Data protection

Information on the protection of personal data

Personal data are personal details or other information about identified or identifiable individuals, including data about their Internet surfing and communication activities. Anonymous data, i.e. information which cannot be linked to the identity of an individual (not even via a specific identification number such as an IP address), are not considered personal data (e.g. information on most frequently visited websites or the number of visitors to a website). The OeNB processes personal data in line with the provisions laid down in the General Data Protection Regulation (GDPR) and the Austrian Data Protection Act (DSG).

Data protection officer

The OeNB’s Data Protection Officer is Bernhard Horn. You can contact him via the Contact section below.

Data security

The OeNB takes all necessary technical and organizational security measures to protect your personal data against loss and misuse.

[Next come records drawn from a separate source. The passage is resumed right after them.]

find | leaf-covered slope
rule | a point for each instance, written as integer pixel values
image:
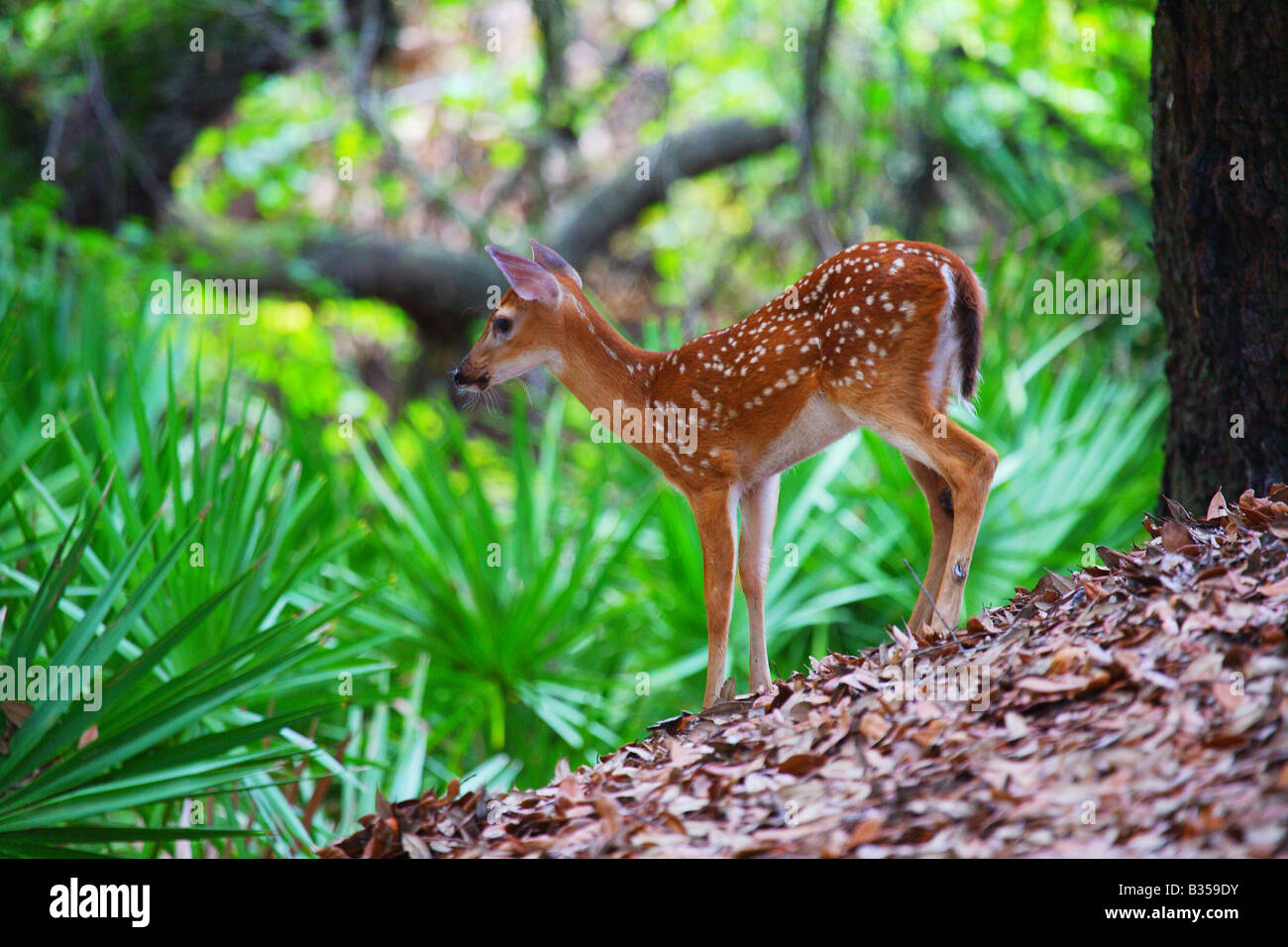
(1132, 709)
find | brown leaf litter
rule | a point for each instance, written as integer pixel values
(1134, 709)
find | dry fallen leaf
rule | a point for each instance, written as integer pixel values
(1151, 686)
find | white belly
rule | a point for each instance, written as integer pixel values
(815, 425)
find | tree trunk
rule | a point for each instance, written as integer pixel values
(1219, 97)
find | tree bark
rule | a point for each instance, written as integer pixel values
(1219, 95)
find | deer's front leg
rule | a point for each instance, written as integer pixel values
(759, 505)
(713, 510)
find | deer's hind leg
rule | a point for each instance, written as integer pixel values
(759, 505)
(939, 499)
(964, 463)
(713, 512)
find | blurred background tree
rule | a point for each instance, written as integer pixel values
(403, 591)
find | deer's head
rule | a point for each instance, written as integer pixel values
(524, 329)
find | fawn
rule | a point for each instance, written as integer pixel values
(880, 335)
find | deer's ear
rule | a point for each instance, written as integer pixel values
(553, 262)
(529, 279)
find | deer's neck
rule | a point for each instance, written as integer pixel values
(600, 368)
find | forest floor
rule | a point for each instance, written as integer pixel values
(1133, 709)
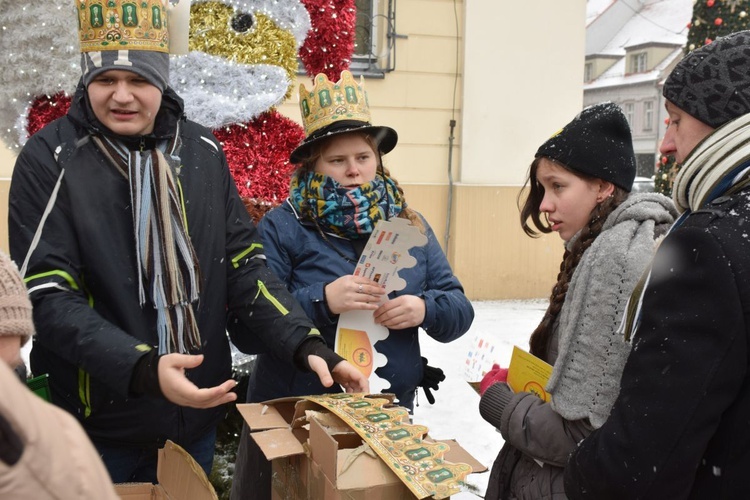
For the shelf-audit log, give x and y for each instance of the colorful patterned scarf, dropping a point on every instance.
(169, 276)
(350, 213)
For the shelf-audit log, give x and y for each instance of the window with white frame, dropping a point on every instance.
(648, 115)
(639, 62)
(629, 109)
(375, 37)
(588, 72)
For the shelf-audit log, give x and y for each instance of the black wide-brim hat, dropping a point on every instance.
(385, 137)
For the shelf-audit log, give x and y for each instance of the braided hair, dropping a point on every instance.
(539, 341)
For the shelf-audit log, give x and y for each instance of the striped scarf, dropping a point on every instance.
(718, 166)
(349, 213)
(169, 276)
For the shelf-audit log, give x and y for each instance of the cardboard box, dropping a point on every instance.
(180, 478)
(317, 455)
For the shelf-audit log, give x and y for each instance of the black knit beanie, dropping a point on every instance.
(712, 83)
(596, 143)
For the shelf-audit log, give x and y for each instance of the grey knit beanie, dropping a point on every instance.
(712, 83)
(15, 306)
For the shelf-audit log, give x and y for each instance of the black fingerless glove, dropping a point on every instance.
(316, 346)
(145, 378)
(431, 377)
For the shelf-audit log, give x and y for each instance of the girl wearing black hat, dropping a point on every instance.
(314, 240)
(579, 186)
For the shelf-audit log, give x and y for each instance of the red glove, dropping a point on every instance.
(496, 374)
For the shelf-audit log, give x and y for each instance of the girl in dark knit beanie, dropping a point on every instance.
(579, 186)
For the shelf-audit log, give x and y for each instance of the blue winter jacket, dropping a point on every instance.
(297, 253)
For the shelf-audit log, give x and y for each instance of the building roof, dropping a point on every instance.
(641, 23)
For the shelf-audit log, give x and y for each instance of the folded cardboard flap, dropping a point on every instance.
(322, 451)
(180, 477)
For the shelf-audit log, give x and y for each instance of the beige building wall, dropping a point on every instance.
(509, 74)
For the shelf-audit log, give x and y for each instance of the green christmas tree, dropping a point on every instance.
(715, 18)
(711, 19)
(666, 170)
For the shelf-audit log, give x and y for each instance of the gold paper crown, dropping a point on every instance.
(122, 25)
(330, 102)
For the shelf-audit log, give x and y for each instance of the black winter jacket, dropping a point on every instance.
(83, 278)
(681, 425)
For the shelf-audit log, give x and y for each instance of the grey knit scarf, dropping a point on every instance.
(585, 378)
(169, 276)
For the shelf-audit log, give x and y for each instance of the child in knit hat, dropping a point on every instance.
(135, 243)
(579, 187)
(679, 428)
(44, 452)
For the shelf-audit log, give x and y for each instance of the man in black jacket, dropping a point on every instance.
(135, 244)
(681, 425)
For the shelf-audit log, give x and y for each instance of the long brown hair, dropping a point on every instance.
(316, 151)
(539, 341)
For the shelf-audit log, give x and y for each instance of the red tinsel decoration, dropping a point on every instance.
(46, 109)
(329, 45)
(258, 155)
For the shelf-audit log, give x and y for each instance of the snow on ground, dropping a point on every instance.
(455, 414)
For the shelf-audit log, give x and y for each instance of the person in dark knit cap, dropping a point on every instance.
(579, 186)
(134, 244)
(679, 428)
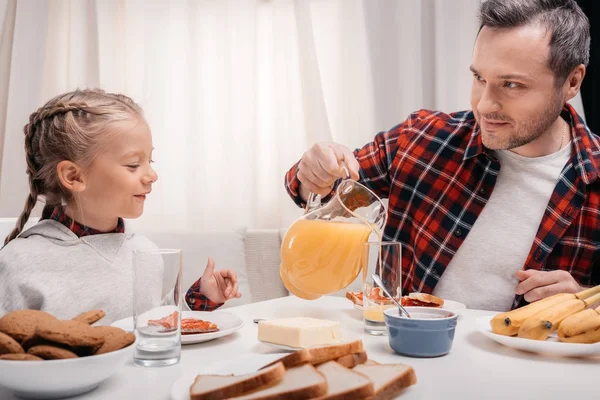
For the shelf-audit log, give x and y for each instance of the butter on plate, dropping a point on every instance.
(299, 331)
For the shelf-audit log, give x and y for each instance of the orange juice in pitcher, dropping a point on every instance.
(321, 252)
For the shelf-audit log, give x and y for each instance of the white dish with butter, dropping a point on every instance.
(299, 332)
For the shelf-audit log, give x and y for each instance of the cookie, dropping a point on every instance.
(114, 339)
(33, 340)
(71, 333)
(20, 357)
(22, 323)
(90, 317)
(9, 345)
(51, 352)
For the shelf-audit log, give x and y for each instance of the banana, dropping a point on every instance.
(583, 327)
(540, 325)
(508, 323)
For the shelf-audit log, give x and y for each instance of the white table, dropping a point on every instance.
(476, 368)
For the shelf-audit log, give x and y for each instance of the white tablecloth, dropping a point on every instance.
(476, 368)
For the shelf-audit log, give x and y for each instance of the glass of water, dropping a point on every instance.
(383, 259)
(157, 307)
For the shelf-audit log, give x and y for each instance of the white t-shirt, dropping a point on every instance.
(482, 272)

Your data will be processed in a secure, state-of-the-art operating environment. The OeNB’s IT infrastructure is certified under the international ISO 9001 and 27001 standards.

Access to the OeNB’s websites is secured via HTTPS. This means that communication between your browser and the OeNB’s servers is encrypted. If you wish to contact the OeNB or its employees by e-mail, please note that, given the technical configuration of e-mail protocols, the confidentiality of e-mail information cannot be guaranteed. The content of unencrypted e-mails can be viewed by third parties unless special security measures are taken. We therefore recommend using only the contact form or any other secure mode of transfer (see to transmit confidential information.

Right to object

According Article 21 GDPR, you have the right to object, on grounds relating to your particular situation, at any time to the processing of your personal data carried out by the OeNB on the basis of its legal mandate, as laid down in the Federal Act on the Oesterreichische Nationalbank (Nationalbank Act; Article 6 para 1 lit e GDPR), or for the purposes of its legitimate interests (Article 6 para 1 lit f GDPR). For further details, please refer to the section “Your rights as a data subject”.

Right to withdraw your consent at any time

You have the right to withdraw your consent to any consent-based processing of your personal data at any time. Withdrawing your consent will be without prejudice to the lawful use of personal data collected up to the point of consent withdrawal (Article 7 para 3 GDPR).